Jak informuje portal DoRzeczy.pl dekret wydany został przez arcybiskupa Stanisława Gądeckiego. W ubiegły piątek proboszcz parafii p.w. NMP w Piłce ksiądz Daniel Wachowiak oraz proboszcz parafii pw. św. Marcelina w Rogalinie ksiądz Adam Pawłowski zostali w trybie pilnym wezwani do poznańskiej kurii.
Spotkanie miało dotyczyć listu protestacyjnego, który został poparty przez księży. Dotyczył on sprzeciwu wobec planu pochówku w poznańskiej katedrze abp. Juliusza Paetza, który jest podejrzewany o molestowanie kleryków. Informator dziennikarzy "Do Rzeczy" powiedział:
Ustalono, że inicjatorami listu i osobami, które angażowały się w zbiórkę podpisów pod nim było trzech księży archidiecezji poznańskiej: ksiądz Wachowiak, ksiądz Pawłowski oraz ksiądz Marcin Węcławski z parafii pw. Maryi Królowej. Na polecenie ks. abp Gądeckiego wydano im zakaz kontaktowania się z mediami i komunikowania, wszelkimi możliwymi sposobami o sprawach Kościoła. Mogą tylko w wąskim zakresie informować o sprawach swojej parafii.
Dekret otrzymali jedynie księża Pawłowski i Wachowiak, trzeci duchowny nie prowadzi bowiem żadnego profilu w mediach społecznościowych. Oficjalnym powodem wydania dekretu miały być konflikty oraz skargi parafian i kleryków, które w przypadku jednego z księży dotyczą sprawy sprzed roku (protestu w sprawie organizacji Tęczowego Piątku).
Ostatecznie abp. Stanisław Gądecki zrezygnował z planu pochowania duchownego w Katedrze Poznańskiej. Pogrzeb abp. Juliusza Paetza odbył się na cmentarzu na poznańskiej Starołęce. W sprawie dekretu wydanego na dwóch duchownych wypowiedział się ksiądz Tadeusz Isakowicz-Zaleski. Za pośrednictwem mediów społecznościowych decyzję kurii opisał jako knebel na księży, których intencją było "oczyszczenie" archidiecezji po śmierci abpa Paetza. "Cierpią z tego powodu tak wierni, zwłaszcza młodzi, jak i ci kapłani, którzy wierni powołaniu chcą uczciwie i gorliwie wypełniać posługę duszpasterską" - podsumował ksiądz Isakowicz-Zaleski.

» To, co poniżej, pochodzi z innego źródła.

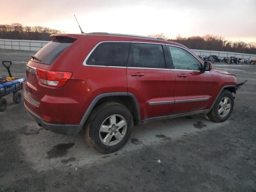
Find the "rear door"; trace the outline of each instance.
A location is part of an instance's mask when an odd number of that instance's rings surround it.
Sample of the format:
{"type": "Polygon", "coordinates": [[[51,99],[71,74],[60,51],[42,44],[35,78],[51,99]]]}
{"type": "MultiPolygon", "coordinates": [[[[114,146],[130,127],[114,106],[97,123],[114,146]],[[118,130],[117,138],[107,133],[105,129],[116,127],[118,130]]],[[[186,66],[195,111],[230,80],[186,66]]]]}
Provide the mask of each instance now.
{"type": "Polygon", "coordinates": [[[202,64],[186,49],[170,45],[167,48],[176,80],[174,113],[205,109],[212,97],[212,74],[201,71],[202,64]]]}
{"type": "Polygon", "coordinates": [[[132,42],[127,68],[128,91],[137,98],[142,119],[170,114],[175,77],[164,44],[132,42]]]}

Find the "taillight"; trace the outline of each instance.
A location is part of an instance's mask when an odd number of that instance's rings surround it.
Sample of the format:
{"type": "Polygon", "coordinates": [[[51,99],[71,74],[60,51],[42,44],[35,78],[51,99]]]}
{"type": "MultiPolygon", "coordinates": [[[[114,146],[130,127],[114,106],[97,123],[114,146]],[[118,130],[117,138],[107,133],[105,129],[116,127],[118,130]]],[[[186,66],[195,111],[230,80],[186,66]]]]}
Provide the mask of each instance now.
{"type": "Polygon", "coordinates": [[[49,71],[39,68],[36,69],[36,74],[43,84],[57,87],[64,86],[72,76],[71,72],[49,71]]]}

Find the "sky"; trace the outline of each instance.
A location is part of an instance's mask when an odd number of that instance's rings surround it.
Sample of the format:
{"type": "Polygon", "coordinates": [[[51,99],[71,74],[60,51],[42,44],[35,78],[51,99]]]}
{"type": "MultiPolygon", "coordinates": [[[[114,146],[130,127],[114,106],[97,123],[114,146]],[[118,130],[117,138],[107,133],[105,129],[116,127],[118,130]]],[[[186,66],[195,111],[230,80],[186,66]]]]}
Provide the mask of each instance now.
{"type": "Polygon", "coordinates": [[[256,42],[256,0],[2,0],[0,24],[256,42]]]}

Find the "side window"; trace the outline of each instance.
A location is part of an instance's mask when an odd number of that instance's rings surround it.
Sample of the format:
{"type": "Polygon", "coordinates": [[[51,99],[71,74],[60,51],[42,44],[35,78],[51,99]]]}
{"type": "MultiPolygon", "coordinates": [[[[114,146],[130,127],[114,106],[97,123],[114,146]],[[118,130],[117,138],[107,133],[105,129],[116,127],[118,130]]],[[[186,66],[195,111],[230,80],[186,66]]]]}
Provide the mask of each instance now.
{"type": "Polygon", "coordinates": [[[104,42],[93,51],[87,65],[126,67],[130,43],[104,42]]]}
{"type": "Polygon", "coordinates": [[[128,66],[165,68],[162,45],[132,43],[128,66]]]}
{"type": "Polygon", "coordinates": [[[178,47],[168,47],[174,69],[200,70],[201,63],[189,52],[178,47]]]}

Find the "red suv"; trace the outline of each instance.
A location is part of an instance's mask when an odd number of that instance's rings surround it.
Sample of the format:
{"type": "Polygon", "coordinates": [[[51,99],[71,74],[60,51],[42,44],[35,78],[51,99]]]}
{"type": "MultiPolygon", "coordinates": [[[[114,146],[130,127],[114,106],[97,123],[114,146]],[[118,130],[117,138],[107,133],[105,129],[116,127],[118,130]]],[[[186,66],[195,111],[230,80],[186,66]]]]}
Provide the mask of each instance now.
{"type": "Polygon", "coordinates": [[[26,108],[56,133],[84,128],[100,152],[121,148],[134,125],[198,114],[222,122],[232,112],[235,76],[180,44],[107,33],[50,37],[26,66],[26,108]]]}

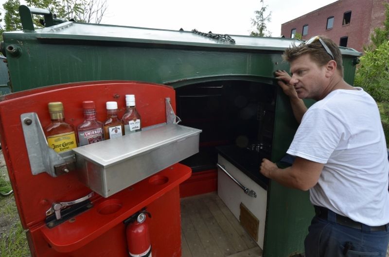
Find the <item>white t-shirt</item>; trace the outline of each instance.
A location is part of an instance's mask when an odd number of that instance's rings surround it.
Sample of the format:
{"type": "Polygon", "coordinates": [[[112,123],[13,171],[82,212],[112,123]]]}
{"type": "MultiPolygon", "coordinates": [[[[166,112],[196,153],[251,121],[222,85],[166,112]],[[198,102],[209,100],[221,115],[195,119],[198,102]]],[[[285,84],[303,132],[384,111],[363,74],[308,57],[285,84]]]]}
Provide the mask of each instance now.
{"type": "Polygon", "coordinates": [[[311,202],[370,226],[389,223],[389,162],[379,112],[358,90],[338,89],[304,115],[287,153],[324,164],[311,202]]]}

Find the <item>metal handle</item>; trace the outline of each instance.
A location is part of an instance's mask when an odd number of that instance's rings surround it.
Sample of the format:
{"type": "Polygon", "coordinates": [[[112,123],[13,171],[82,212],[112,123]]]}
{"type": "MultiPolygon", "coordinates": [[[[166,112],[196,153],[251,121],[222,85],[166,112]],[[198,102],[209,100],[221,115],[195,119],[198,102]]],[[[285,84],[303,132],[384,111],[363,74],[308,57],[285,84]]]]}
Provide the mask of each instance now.
{"type": "Polygon", "coordinates": [[[224,173],[227,174],[229,177],[230,177],[231,179],[233,180],[233,181],[236,183],[238,185],[241,187],[241,188],[243,189],[243,191],[245,192],[245,193],[251,196],[251,197],[257,197],[257,193],[255,192],[255,191],[251,190],[249,188],[248,188],[242,185],[242,183],[239,182],[238,180],[237,180],[234,177],[233,177],[230,174],[228,171],[226,170],[224,167],[223,165],[219,164],[219,163],[217,163],[216,165],[217,167],[220,168],[220,169],[224,171],[224,173]]]}
{"type": "Polygon", "coordinates": [[[53,14],[48,10],[29,7],[26,5],[19,6],[19,14],[23,30],[34,31],[34,22],[32,15],[38,14],[43,15],[45,18],[46,27],[54,25],[53,14]]]}
{"type": "Polygon", "coordinates": [[[67,206],[70,206],[71,205],[75,205],[81,202],[84,202],[86,200],[88,200],[94,195],[94,192],[91,192],[88,195],[86,195],[83,197],[79,198],[78,199],[71,201],[70,202],[63,202],[61,203],[53,203],[51,207],[47,210],[46,212],[46,216],[48,216],[51,215],[53,212],[55,213],[55,218],[57,220],[61,219],[61,210],[66,207],[67,206]]]}

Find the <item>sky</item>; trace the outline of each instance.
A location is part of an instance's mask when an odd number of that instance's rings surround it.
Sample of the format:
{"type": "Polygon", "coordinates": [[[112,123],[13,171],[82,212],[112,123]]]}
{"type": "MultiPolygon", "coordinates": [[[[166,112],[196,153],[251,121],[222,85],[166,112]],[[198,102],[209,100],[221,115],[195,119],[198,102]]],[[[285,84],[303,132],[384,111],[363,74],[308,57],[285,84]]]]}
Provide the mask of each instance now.
{"type": "MultiPolygon", "coordinates": [[[[5,1],[0,0],[2,15],[5,1]]],[[[282,24],[336,0],[264,1],[271,12],[267,29],[272,36],[278,37],[282,24]]],[[[107,3],[101,23],[174,30],[196,29],[231,35],[249,34],[254,30],[251,18],[262,7],[260,0],[107,0],[107,3]]]]}

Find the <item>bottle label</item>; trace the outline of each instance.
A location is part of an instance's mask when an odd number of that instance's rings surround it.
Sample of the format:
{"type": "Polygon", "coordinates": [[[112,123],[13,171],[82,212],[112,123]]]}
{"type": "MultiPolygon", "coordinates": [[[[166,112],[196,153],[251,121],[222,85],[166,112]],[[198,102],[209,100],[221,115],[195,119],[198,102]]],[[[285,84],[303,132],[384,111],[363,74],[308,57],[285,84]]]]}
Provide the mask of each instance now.
{"type": "Polygon", "coordinates": [[[109,134],[110,138],[114,138],[115,137],[122,137],[122,126],[112,126],[111,127],[108,127],[108,132],[109,134]]]}
{"type": "Polygon", "coordinates": [[[103,131],[101,128],[78,132],[80,146],[86,145],[103,141],[103,131]]]}
{"type": "Polygon", "coordinates": [[[137,119],[129,120],[128,124],[124,125],[124,134],[125,135],[133,133],[141,130],[141,119],[137,119]]]}
{"type": "Polygon", "coordinates": [[[63,133],[47,137],[49,146],[57,153],[69,151],[77,147],[74,132],[63,133]]]}

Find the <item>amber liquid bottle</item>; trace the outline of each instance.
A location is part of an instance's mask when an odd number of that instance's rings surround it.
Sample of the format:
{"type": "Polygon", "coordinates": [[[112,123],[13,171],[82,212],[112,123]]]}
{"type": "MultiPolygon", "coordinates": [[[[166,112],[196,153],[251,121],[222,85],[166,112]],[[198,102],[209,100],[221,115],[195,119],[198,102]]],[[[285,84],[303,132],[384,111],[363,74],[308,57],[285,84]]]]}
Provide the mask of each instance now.
{"type": "Polygon", "coordinates": [[[104,125],[96,120],[94,102],[84,101],[82,107],[84,120],[77,127],[78,145],[81,146],[104,140],[104,125]]]}
{"type": "Polygon", "coordinates": [[[123,136],[123,124],[118,118],[118,103],[106,102],[106,120],[104,122],[104,138],[108,139],[123,136]]]}
{"type": "Polygon", "coordinates": [[[141,115],[135,108],[135,96],[125,95],[125,112],[122,120],[124,125],[124,135],[141,130],[141,115]]]}
{"type": "Polygon", "coordinates": [[[49,112],[51,123],[44,129],[49,146],[57,153],[77,147],[75,131],[72,125],[65,122],[62,103],[49,103],[49,112]]]}

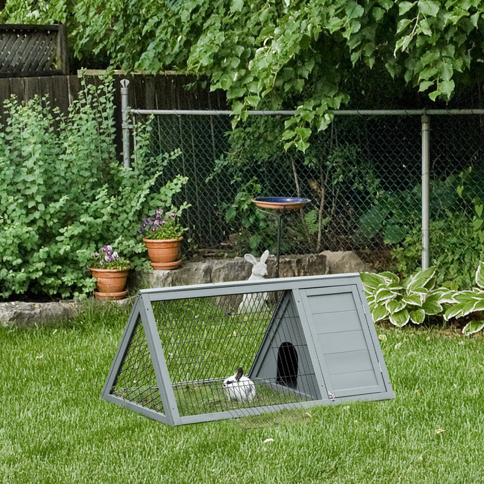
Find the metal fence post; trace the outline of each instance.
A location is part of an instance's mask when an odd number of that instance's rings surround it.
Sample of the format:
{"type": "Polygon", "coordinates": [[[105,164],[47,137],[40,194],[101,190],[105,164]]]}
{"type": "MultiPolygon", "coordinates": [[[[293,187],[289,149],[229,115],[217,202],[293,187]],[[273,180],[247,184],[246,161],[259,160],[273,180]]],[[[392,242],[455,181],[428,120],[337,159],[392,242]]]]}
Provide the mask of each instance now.
{"type": "Polygon", "coordinates": [[[430,118],[422,115],[422,268],[430,266],[430,118]]]}
{"type": "Polygon", "coordinates": [[[131,149],[129,147],[129,126],[128,124],[128,106],[129,102],[127,79],[121,80],[121,119],[122,129],[122,160],[124,168],[131,166],[131,149]]]}

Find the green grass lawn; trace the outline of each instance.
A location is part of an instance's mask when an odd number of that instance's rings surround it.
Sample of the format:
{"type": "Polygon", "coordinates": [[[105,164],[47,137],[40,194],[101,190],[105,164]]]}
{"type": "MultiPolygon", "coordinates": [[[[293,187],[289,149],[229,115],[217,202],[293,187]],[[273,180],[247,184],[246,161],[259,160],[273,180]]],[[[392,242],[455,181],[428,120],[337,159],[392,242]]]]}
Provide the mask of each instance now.
{"type": "Polygon", "coordinates": [[[1,482],[484,482],[482,336],[378,326],[393,400],[170,427],[100,400],[129,315],[100,307],[0,329],[1,482]]]}

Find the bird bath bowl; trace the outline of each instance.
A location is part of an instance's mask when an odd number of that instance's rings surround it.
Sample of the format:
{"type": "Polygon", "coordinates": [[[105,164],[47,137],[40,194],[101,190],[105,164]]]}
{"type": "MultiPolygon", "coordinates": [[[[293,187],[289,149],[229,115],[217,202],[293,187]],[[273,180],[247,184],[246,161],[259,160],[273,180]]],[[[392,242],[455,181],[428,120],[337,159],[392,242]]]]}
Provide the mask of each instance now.
{"type": "Polygon", "coordinates": [[[297,210],[302,208],[310,201],[309,198],[298,198],[294,196],[259,196],[252,200],[259,208],[274,210],[297,210]]]}

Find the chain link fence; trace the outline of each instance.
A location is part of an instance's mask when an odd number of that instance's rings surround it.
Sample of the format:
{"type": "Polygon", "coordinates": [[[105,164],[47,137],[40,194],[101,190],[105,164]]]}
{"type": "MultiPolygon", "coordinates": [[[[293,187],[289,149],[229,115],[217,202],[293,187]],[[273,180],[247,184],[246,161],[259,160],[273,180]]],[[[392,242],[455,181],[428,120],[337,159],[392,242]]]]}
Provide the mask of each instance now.
{"type": "Polygon", "coordinates": [[[275,253],[277,218],[251,199],[304,197],[310,199],[304,209],[283,216],[281,254],[353,250],[377,270],[410,273],[422,263],[428,189],[429,263],[453,266],[442,277],[468,286],[473,274],[463,279],[457,261],[466,259],[470,270],[484,257],[484,116],[477,112],[425,115],[427,178],[420,111],[337,111],[304,153],[284,150],[289,113],[282,112],[250,115],[232,129],[225,111],[133,110],[131,127],[151,123],[153,156],[180,150],[160,186],[178,174],[188,176],[175,203],[192,205],[183,221],[192,250],[275,253]]]}

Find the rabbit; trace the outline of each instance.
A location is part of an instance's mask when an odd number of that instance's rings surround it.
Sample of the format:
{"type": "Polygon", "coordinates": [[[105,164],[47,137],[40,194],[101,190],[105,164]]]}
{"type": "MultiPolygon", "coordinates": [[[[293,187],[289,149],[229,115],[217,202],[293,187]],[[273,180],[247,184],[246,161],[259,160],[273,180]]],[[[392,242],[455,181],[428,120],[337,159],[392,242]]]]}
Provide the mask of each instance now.
{"type": "MultiPolygon", "coordinates": [[[[252,272],[249,277],[249,281],[261,281],[267,275],[266,261],[269,257],[269,251],[264,250],[261,256],[261,260],[257,259],[252,254],[245,254],[244,259],[252,264],[252,272]]],[[[267,292],[244,294],[242,301],[239,305],[238,313],[243,313],[250,311],[258,311],[262,309],[266,300],[267,292]]]]}
{"type": "Polygon", "coordinates": [[[241,403],[252,402],[255,396],[255,385],[250,378],[243,376],[243,370],[239,367],[235,375],[223,380],[222,387],[230,400],[241,403]]]}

Poznańską kurię krytykuje także prawicowy publicysta Tomasz Terlikowski. Dziennikarz odniósł się do sprawy rzecznika prasowego kurii, który w rozmowie z portalem e-poznan.pl stwierdził, że "nie ma informacji temat” zakazu wypowiedzi dla dwóch księży i nie będzie udzielał odpowiedzi, bo "nie wierzy w dobre intencje portalu". Tomasz Terlikowski stwierdził, że kuria nie miała prawa odmawiać komentarza w tej sprawie: "Rzecznik prasowy jest od informowania o sprawie, a nie od wiary bądź niewiary w dobre intencje, a jeśli kuria chce do reszty skompromitować Kościół poznański to niech dalej wydaje tego rodzaju decyzje i pozwala je komentować tego rodzaju (niedo)rzecznikowi" - napisał publicysta.